Batagaika Crater is a thermokarst depression in the Chersky Range area of Siberia, recognized as the largest such depression on Earth. It was first noticed in secret satellite images from the 1960s. At that time, it was just a small crack, which changed over time. Scientists believe this expansion is due to the melting of permafrost and the rapid warming of the Arctic.

This phenomenon highlights the climate crisis and the potential catastrophic effects of further increases in greenhouse gas emissions. Roger Michaelides, a geophysicist from Washington University in St. Louis, admits that permafrost is not the most photogenic subject.
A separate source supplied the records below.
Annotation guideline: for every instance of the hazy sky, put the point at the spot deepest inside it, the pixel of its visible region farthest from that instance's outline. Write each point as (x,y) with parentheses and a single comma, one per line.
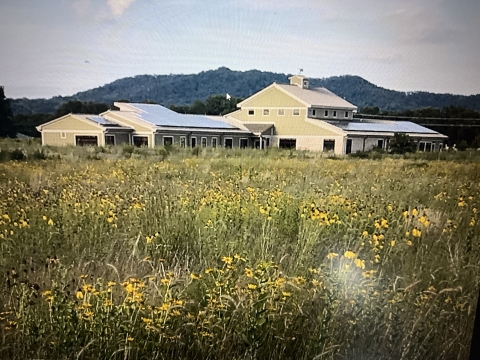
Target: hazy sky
(60,47)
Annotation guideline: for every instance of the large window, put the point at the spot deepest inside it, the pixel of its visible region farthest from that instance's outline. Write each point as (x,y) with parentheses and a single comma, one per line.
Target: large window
(287,144)
(140,141)
(328,145)
(86,140)
(109,139)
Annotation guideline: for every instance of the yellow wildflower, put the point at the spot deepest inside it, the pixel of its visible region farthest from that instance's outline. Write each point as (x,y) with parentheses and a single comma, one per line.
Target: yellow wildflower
(227,260)
(331,255)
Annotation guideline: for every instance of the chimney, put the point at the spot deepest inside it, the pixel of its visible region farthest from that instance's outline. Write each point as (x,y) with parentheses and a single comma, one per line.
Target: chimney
(299,80)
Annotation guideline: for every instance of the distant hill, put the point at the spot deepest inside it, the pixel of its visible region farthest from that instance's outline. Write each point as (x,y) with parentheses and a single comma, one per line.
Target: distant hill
(185,89)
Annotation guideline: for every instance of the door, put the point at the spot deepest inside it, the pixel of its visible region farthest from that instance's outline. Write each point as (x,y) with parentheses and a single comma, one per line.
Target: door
(348,150)
(86,140)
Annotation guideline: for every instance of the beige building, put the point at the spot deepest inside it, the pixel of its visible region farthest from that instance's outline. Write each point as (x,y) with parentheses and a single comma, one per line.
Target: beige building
(281,115)
(316,119)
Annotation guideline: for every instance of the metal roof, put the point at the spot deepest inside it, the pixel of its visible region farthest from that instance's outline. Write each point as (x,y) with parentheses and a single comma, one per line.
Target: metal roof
(320,97)
(257,128)
(161,116)
(386,126)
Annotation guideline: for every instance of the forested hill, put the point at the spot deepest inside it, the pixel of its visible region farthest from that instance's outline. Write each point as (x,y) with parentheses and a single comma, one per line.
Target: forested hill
(185,89)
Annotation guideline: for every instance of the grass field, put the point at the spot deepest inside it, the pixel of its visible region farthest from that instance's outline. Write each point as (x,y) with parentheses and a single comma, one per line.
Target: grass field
(145,254)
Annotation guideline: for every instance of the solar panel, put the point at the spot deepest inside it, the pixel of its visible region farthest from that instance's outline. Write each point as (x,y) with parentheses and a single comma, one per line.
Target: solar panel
(162,116)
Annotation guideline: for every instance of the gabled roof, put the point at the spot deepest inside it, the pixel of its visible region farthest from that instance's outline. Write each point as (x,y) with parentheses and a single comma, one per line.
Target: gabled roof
(160,116)
(406,127)
(317,97)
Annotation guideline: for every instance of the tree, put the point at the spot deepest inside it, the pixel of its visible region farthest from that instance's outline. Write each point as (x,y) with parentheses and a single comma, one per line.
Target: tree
(7,128)
(198,107)
(401,144)
(80,107)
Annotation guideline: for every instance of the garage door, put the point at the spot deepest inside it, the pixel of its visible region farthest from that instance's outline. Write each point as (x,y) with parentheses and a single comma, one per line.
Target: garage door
(86,140)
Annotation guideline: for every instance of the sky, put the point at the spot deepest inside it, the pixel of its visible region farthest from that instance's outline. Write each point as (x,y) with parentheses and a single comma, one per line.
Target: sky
(60,47)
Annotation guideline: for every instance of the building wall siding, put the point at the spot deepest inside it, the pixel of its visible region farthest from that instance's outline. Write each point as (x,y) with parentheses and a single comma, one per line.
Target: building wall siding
(273,97)
(287,124)
(313,143)
(55,139)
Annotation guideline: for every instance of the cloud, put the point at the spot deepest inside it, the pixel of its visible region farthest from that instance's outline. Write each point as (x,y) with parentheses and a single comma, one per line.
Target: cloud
(119,6)
(81,7)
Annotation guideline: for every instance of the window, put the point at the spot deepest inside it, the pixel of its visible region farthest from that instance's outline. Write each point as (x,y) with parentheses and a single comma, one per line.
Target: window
(86,140)
(167,141)
(109,139)
(287,144)
(328,145)
(140,141)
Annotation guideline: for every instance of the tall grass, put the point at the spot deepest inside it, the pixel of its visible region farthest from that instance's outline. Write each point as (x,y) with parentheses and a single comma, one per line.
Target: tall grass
(236,254)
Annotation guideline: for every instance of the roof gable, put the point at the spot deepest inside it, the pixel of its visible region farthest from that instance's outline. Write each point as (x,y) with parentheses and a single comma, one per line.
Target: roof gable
(320,97)
(272,96)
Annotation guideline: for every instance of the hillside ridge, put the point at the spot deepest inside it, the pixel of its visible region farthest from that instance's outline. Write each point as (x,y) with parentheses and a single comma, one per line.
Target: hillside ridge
(184,89)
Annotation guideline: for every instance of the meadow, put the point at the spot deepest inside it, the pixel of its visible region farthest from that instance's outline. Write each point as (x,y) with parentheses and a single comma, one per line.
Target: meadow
(125,253)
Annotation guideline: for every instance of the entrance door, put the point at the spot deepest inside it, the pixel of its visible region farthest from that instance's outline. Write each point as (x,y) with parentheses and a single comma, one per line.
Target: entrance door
(348,150)
(86,140)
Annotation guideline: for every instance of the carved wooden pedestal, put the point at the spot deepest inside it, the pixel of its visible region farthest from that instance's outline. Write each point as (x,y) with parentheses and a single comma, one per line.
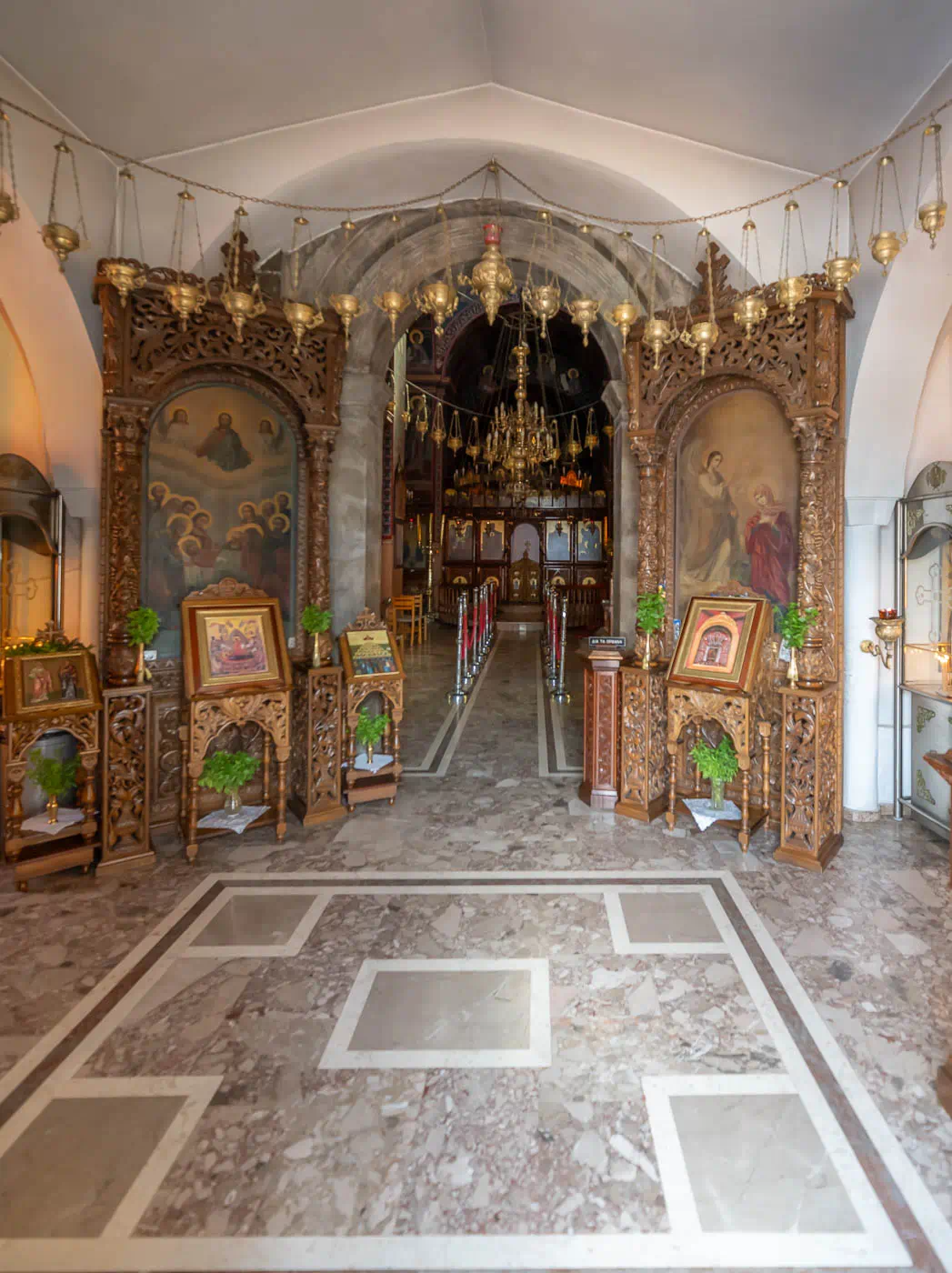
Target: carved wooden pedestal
(125,778)
(643,757)
(601,731)
(811,808)
(317,734)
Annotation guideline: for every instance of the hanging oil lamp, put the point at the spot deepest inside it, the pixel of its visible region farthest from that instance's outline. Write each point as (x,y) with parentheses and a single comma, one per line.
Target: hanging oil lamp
(704,331)
(932,216)
(60,238)
(125,273)
(187,295)
(840,269)
(302,317)
(658,333)
(886,244)
(9,204)
(242,302)
(750,307)
(792,289)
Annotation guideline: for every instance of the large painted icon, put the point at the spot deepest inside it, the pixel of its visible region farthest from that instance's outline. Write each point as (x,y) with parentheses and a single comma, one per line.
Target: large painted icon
(220,486)
(737,499)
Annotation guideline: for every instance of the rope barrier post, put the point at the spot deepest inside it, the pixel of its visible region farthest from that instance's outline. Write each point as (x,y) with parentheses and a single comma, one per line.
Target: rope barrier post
(560,694)
(457,696)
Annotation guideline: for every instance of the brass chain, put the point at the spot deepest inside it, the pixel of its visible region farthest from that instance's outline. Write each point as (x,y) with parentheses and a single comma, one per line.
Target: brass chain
(490,167)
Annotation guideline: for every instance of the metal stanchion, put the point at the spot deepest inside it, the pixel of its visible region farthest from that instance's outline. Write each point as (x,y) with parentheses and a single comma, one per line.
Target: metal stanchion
(457,696)
(560,694)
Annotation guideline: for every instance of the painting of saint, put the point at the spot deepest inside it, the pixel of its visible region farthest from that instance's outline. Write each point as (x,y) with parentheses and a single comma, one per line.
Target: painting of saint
(736,500)
(223,446)
(220,466)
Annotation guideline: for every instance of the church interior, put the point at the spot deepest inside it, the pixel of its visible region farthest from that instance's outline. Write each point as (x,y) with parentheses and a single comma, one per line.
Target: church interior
(475,636)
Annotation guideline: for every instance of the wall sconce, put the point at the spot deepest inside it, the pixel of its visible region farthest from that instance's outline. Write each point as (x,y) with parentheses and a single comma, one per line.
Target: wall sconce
(888,629)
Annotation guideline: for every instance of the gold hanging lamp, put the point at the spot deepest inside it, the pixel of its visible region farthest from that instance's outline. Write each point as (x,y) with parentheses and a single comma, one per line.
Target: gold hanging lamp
(750,307)
(542,299)
(840,269)
(187,295)
(658,333)
(63,239)
(439,296)
(704,331)
(932,216)
(241,292)
(886,244)
(792,289)
(9,203)
(302,317)
(125,273)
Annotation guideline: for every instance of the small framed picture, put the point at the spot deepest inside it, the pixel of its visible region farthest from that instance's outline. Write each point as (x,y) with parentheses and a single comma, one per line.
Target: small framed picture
(232,643)
(369,652)
(719,642)
(56,683)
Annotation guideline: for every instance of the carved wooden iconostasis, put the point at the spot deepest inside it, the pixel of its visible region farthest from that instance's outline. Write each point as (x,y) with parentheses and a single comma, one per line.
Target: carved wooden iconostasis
(741,486)
(215,465)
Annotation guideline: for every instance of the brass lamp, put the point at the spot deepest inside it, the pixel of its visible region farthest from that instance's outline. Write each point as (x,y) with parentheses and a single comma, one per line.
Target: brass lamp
(932,214)
(840,270)
(886,244)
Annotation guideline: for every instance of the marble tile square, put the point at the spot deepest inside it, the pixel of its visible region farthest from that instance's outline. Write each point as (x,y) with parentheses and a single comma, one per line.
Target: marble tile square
(460,1014)
(655,919)
(256,922)
(73,1165)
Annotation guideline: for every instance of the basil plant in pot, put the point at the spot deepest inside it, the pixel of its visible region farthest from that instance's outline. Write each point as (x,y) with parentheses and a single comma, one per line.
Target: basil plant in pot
(369,729)
(228,772)
(54,778)
(316,621)
(718,764)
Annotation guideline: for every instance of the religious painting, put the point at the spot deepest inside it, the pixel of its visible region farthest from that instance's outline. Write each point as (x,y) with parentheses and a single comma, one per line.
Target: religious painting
(557,540)
(719,642)
(589,541)
(460,538)
(220,500)
(368,653)
(233,643)
(491,540)
(737,500)
(59,683)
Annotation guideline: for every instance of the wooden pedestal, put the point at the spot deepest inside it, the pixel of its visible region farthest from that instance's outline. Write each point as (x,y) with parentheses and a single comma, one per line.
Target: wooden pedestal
(811,806)
(125,779)
(317,740)
(643,757)
(599,786)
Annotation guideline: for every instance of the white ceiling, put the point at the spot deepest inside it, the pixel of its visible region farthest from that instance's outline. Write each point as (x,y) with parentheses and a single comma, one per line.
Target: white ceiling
(802,83)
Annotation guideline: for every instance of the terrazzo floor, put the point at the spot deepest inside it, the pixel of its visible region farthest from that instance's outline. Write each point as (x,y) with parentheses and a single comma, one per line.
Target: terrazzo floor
(485,1028)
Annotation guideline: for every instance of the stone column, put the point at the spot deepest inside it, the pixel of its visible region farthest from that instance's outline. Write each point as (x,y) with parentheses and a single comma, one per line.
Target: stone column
(356,498)
(124,435)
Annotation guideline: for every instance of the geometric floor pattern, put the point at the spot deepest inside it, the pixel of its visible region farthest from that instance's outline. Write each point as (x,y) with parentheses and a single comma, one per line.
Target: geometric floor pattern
(454,1071)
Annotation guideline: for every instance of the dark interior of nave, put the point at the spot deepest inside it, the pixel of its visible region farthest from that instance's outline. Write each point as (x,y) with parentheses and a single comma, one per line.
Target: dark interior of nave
(475,639)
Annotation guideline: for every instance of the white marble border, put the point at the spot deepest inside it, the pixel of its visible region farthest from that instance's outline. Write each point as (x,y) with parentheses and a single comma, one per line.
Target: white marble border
(538,1054)
(621,939)
(190,945)
(196,1092)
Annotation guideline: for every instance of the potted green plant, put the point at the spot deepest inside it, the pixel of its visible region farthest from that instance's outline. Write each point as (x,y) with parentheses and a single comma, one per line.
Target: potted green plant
(719,764)
(54,778)
(315,620)
(228,772)
(649,617)
(795,626)
(369,729)
(142,626)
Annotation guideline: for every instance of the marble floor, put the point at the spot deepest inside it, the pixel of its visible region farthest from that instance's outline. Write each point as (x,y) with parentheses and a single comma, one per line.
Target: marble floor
(485,1028)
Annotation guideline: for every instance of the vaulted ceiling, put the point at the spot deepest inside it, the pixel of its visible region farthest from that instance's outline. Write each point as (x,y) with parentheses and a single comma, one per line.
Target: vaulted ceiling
(802,85)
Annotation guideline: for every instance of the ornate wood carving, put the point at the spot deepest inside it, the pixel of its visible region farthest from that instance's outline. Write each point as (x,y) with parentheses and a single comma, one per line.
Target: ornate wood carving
(146,356)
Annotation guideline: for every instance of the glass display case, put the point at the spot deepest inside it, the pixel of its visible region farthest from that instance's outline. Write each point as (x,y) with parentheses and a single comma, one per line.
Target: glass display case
(924,694)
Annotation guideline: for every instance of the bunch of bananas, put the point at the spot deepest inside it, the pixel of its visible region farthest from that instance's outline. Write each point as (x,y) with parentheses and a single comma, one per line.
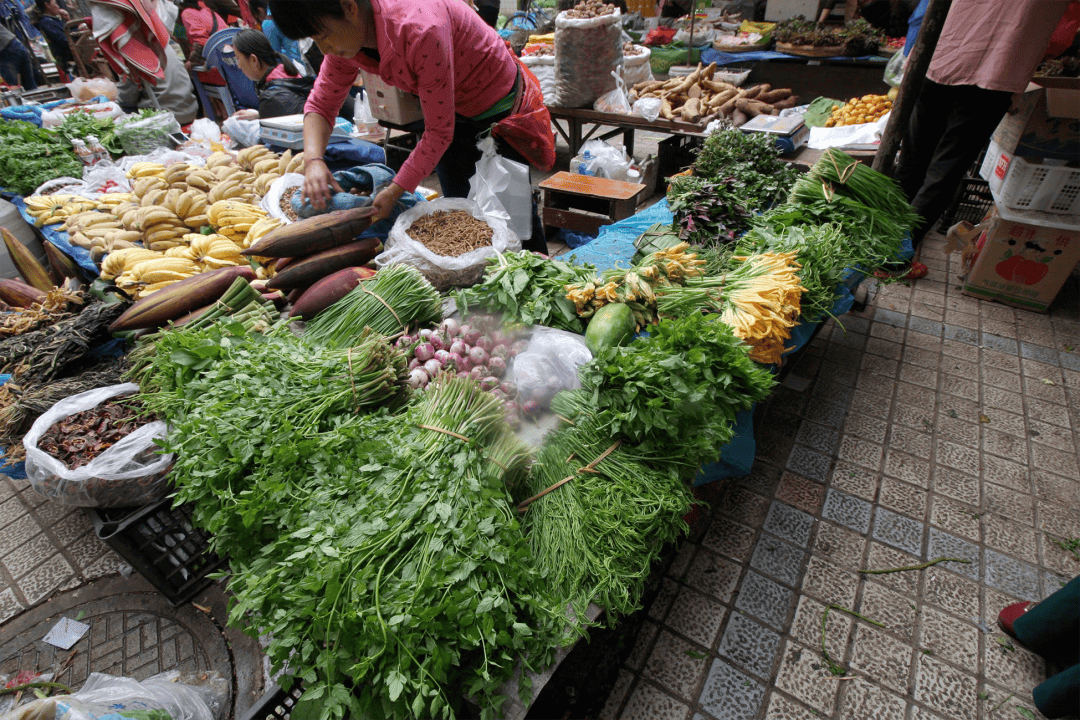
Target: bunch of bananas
(234,219)
(50,209)
(151,274)
(207,252)
(122,260)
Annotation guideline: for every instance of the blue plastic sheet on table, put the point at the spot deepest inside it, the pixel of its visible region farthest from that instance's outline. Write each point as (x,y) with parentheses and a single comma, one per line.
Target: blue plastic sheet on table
(754,56)
(16,472)
(615,245)
(57,238)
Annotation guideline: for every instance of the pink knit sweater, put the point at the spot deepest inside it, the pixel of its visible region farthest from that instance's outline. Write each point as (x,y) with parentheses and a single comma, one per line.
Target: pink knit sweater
(440,50)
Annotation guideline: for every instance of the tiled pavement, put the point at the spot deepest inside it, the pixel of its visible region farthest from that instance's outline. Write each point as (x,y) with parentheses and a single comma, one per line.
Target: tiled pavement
(935,425)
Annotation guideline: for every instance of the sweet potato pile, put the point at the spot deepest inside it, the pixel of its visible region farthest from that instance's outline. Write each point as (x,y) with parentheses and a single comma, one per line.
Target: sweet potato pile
(698,97)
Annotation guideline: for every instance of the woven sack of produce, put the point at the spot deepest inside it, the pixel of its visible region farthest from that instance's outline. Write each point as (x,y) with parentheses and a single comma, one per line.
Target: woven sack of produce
(448,241)
(586,51)
(131,472)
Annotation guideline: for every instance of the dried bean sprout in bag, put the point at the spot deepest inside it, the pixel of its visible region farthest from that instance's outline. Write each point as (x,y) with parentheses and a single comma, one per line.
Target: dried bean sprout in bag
(588,48)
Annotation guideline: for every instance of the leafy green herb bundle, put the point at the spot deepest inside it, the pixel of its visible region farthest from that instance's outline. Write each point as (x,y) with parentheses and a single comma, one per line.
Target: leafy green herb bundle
(824,253)
(528,288)
(405,581)
(594,538)
(676,392)
(396,298)
(30,155)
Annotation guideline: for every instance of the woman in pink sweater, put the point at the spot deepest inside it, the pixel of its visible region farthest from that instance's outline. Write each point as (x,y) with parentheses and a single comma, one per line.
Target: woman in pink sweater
(467,78)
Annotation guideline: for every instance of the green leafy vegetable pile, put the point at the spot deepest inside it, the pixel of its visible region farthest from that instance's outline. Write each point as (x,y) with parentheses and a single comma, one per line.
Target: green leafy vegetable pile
(527,288)
(734,176)
(30,155)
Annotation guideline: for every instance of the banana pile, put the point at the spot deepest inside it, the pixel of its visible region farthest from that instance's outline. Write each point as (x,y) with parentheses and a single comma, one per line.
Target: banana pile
(149,238)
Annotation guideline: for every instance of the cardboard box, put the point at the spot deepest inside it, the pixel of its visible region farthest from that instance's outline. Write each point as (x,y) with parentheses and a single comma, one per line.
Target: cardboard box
(1024,258)
(1028,130)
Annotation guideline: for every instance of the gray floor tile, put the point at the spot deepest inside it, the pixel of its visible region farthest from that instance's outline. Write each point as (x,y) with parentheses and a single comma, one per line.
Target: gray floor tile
(750,646)
(765,599)
(847,510)
(730,694)
(790,524)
Still, Batagaika Crater, as the “permafrost celebrity,” is an important reminder of the coming changes.

A study published in Geomorphology journal used data from satellites and drones to build three-dimensional model of the sinkhole and calculate its expansion rate. The sinkhole's volume increases by about 990,000 cubic metres annually, roughly equivalent to the volume of 14 Great Pyramids of Giza. Additionally, the mega-sinkhole emits approximately 4,500 to 5,500 tonnes of carbon annually, equivalent to the annual emissions from home energy use in 1,700-2,100 Canadian households.

Alexander Kizyakov, the lead author of the study and a scientist at Lomonosov Moscow State University, emphasizes the speed at which permafrost degradation is progressing. Scientists believe that the study’s results could contribute to better modelling of future permafrost melt and greenhouse gas emissions.

Roger Michaelides believes that studying the Batagaika Crater can help us understand how it will evolve and provide information about similar formations in the Arctic. Understanding the fundamental physical phenomena underlying such formations is crucial in the context of global climate change.